Genuine question, because I've never worked somewhere with a monorepo infrastructure: is it really "one repo for all code in the organization" or "one repo for everything related"?
In my organization we have around 70k internal git repos (and an order of magnitude fewer public ones), but of course not everything is related to everything else; we produce many distinct software products. I can understand "collect everything of a product to a single repo"; I can even understand going to "if there is a function call, that code has to be in the same repo". But putting everything into a single place... What are the benefits?
In game dev monorepo per product is often used, which includes game code, art assets, build system and tooling, as well as engine code that can receive project-specific patches. In Perforce, it's organised into streams, where development streams are regularly promoted to staging, then to release, etc.
The benefit is the tooling, as the article mentioned. Everything in the repo is organised consistently, so I can make ad-hoc Python tools relying on relative paths knowing that my teammates have identical folder structure.
When you have N repos, you also have N ways of managing dependencies, N ways of doing local bin scripts and dev environment setups, N projects with various out of date & deprecated setups, N places to look when you need to upgrade a vulnerable dependency, N services which may or may not configure telemetry in a consistent way, N different CI & deployment workflows…
It just gets very difficult to manage, especially if people frequently need to work across many repos. Plus, onboarding is a pain in the ass.
Monorepo example: if I want to add a new Typescript package/library for internal NodeJS use, we have a boot strapping script that sets it up. And it basically:
1. Inherits a tsconfig that just works in the context of the repo
2. Jest is configured with our default config for node projects and works with TS out of the box.
3. Listing / formatting etc are all working out of the box.
4. Can essentially use existing dependencies the monorepo uses
5. Imports in existing code work immediately since it’s not an external dependency
6. CI picks up on the new typescript & jest configs and adds jobs for them automatically
7. Code review & collaboration is happening in the same spot
8. This also makes it easier to have devs managing the repo — for example, routine work like updating NodeJS is a lot easier when you know everything is using a nearly identical setup & is automatically verified in CI.
One challenge I had to help solve in a previous job was that onboarding was difficult because we had a small number of large repos everyone worked in. The standards were slightly different across them. Npm, pnpm, and yarn were all in use. Deployment worked pretty differently among them. CI setups were unique, and each of the large projects had, if not a team, some number of people spending a lot of time just managing the project’s workflows.

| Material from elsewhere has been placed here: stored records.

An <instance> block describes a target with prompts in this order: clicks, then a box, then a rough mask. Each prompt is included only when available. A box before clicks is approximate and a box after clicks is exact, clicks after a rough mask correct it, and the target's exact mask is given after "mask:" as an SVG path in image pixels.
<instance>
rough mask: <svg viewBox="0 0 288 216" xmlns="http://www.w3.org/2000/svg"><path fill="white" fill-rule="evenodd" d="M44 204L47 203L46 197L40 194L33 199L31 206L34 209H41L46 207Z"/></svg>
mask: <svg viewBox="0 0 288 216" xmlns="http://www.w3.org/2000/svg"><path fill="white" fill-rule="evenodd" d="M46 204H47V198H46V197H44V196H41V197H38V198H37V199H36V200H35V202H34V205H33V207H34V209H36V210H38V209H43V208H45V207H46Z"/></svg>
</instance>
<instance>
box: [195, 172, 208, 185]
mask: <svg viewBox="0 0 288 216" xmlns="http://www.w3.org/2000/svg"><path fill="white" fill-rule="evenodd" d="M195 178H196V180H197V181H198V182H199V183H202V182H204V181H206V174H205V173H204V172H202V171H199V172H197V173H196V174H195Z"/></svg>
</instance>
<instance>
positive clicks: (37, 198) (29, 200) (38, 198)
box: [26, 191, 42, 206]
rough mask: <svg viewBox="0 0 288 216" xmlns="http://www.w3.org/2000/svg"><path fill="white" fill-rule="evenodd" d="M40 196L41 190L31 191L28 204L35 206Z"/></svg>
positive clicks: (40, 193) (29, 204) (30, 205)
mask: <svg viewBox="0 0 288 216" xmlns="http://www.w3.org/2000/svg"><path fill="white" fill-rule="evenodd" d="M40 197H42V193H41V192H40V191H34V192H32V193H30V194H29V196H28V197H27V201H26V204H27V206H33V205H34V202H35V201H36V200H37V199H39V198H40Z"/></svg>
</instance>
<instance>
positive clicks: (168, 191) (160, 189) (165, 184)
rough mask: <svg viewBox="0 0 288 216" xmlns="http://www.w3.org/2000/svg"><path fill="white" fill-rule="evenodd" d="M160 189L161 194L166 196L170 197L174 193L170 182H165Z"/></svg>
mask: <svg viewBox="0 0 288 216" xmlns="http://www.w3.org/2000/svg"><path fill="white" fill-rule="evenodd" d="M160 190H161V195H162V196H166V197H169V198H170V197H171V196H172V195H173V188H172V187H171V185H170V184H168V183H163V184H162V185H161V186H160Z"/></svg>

So many coordination things just get easier when there isn’t an opportunity to get out of sync. If you do separate repos, you can totally share config… but now it costs a dependency update PR to pull in that tiny update to the shared unit test config and now everything. It’s just guaranteed to get out of sync, and it’s hard to catch issues when you can’t validate a config change with all projects using it at the same time.
So because it becomes trickier (and takes work) just to do the action of syncing multiple repo’s setups… inevitably, you end up with some “standards” that are loosely followed and a lot of slightly different setups that get hard to untangle the longer they grow. If you can accept the cost of context switching between repos, or if people don’t need to switch, maybe it’s ok… until something like a foundational dependency update (NodeJS, Typescript, React, something like that) needed for security becomes extremely difficult because you have a million different ways of configuring things and the JS ecosystem sucks
You CAN have n different whatever in a polyrepo - that doesn't mean you must. You can settled on a company wide package manager, CI system, build system and whatever. That is what my company has, while each repo has their own setup scripts, there are maybe 100 lines in each repo (and almost all of those lines are redundant and could be combined if I spent some time).
The above breaks down when we have third party code - since they don't follow our common patterns for building so they have to do something different. Bringin that into a monorepo would be just as different from everything else.
> When you have N repos, you also have N ways of managing dependencies, N ways of doing local bin scripts and dev environment setups, N projects with various out of date & deprecated setups, N places to look when you need to upgrade a vulnerable dependency, N services which may or may not configure telemetry in a consistent way, N different CI & deployment workflows…
No, you do not, unless you mean N=1. Build scripts/tooling/linters etc are put into a different repo, are released and consumed by each individual repo.
In my organization we have around 70k internal git repos (and an order of magnitude fewer public ones), but of course not everything is related to everything else; we produce many distinct software products. I can understand "collect everything of a product to a single repo"; I can even understand going to "if there is a function call, that code has to be in the same repo". But putting everything into a single place... What are the benefits?